The third pattern is the one I didn’t expect, because it isn’t about design at all. Once the scale clicked, I started seeing the same three-way choice in engineering work, just under different names. Automating anything, the real question is where it sits on the slider. A task identical on every run wants a CLI: flags frozen in place, the piano keys of tooling, muscle memory for scripts and agents alike. A task with a stable shape but varying content wants a workflow: deterministic steps around flexible middles. A task that’s genuinely open-ended wants an agent with skills. And the flow direction holds here too: when my agent improvises the same procedure three times, it gets extracted into a skill; when the skill stops changing, it deserves to freeze into a command. Tooling calcifies along the same slider interfaces do.

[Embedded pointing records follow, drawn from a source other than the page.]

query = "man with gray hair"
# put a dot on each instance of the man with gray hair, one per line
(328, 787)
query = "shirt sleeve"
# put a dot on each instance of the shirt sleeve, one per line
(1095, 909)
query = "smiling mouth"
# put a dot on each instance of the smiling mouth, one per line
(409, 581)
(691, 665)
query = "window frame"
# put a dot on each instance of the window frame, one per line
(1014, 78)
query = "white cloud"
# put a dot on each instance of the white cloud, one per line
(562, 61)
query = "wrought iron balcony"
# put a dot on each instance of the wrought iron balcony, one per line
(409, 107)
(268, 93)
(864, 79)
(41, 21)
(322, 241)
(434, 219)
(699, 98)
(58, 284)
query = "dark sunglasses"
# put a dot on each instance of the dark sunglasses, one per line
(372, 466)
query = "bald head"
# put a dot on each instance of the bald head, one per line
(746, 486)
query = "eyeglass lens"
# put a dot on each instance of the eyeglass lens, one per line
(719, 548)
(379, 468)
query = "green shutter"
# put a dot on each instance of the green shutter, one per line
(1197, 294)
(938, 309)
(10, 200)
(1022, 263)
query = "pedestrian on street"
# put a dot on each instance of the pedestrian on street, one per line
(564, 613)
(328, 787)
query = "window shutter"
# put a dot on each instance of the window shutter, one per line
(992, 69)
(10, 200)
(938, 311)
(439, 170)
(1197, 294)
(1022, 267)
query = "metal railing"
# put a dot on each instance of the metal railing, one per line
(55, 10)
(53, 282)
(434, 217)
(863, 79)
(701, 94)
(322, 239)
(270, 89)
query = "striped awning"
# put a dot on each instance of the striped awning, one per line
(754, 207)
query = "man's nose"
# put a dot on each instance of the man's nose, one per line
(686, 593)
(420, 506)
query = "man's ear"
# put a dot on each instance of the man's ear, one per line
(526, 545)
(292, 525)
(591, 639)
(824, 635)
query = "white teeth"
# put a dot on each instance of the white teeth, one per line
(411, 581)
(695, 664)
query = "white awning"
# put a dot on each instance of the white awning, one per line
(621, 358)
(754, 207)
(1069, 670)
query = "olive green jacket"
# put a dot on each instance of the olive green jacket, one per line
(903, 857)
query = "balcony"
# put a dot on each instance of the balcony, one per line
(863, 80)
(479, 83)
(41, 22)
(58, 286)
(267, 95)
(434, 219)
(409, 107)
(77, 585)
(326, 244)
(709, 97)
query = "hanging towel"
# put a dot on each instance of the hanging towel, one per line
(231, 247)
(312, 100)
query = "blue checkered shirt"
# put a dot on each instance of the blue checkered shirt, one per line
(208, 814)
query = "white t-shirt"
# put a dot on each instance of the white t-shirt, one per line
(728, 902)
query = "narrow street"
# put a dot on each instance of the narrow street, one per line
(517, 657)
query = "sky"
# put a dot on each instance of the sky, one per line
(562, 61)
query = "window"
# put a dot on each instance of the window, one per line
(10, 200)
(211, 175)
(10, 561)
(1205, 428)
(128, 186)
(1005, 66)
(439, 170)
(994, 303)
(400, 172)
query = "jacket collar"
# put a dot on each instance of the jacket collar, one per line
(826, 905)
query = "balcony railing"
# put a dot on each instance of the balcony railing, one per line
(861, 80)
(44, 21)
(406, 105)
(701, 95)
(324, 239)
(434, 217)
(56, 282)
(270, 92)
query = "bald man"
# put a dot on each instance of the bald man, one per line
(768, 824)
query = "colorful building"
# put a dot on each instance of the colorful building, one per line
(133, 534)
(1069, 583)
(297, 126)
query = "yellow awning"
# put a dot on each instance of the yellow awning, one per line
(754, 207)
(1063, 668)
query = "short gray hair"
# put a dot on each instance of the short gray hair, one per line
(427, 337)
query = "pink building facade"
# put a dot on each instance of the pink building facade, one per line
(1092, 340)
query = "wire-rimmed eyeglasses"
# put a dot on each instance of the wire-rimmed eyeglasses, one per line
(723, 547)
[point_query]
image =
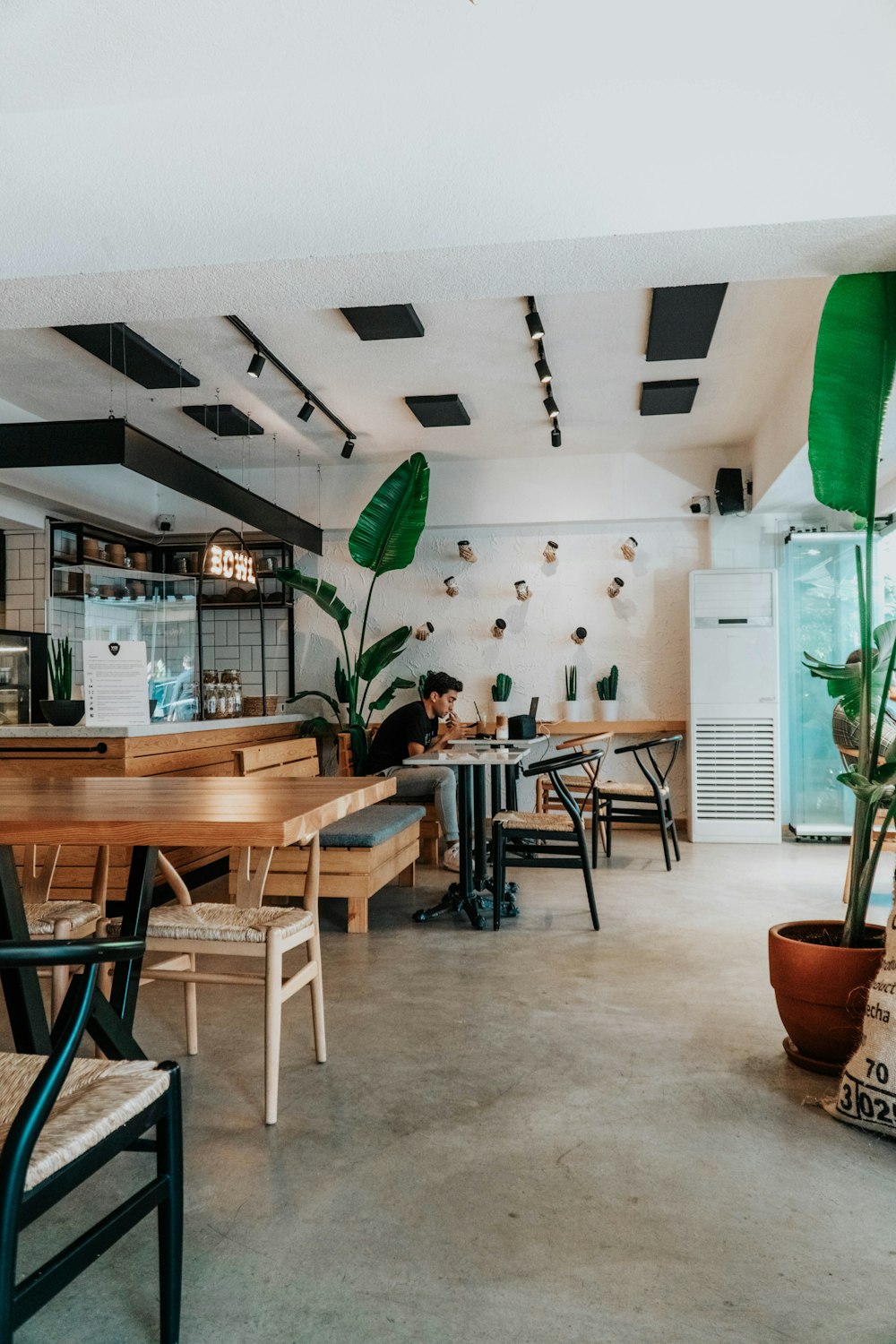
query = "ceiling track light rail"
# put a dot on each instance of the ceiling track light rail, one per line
(541, 367)
(312, 402)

Which finally answers the five-year question I started with. The businesses I expect to win won’t be the ones with the best-looking screens, because screens stop being the thing a company ships. What it ships is the placement decision — which parts are frozen, which are generated per question, which have quietly become invisible agent work — plus the component kit and the rules that keep the generated parts on-brand and sane. Their engineering teams will be making the same placement call about their own tooling, one script at a time. Design doesn’t shrink in that world. It moves up a level: fewer mockups, more constitution-writing.

I’ll still be rebuilding my training dashboard next month. But some month after that, I expect to just ask the question and watch the right view assemble itself — fast enough that the question is still warm when the answer arrives.

The dashboard was never the point. The training is.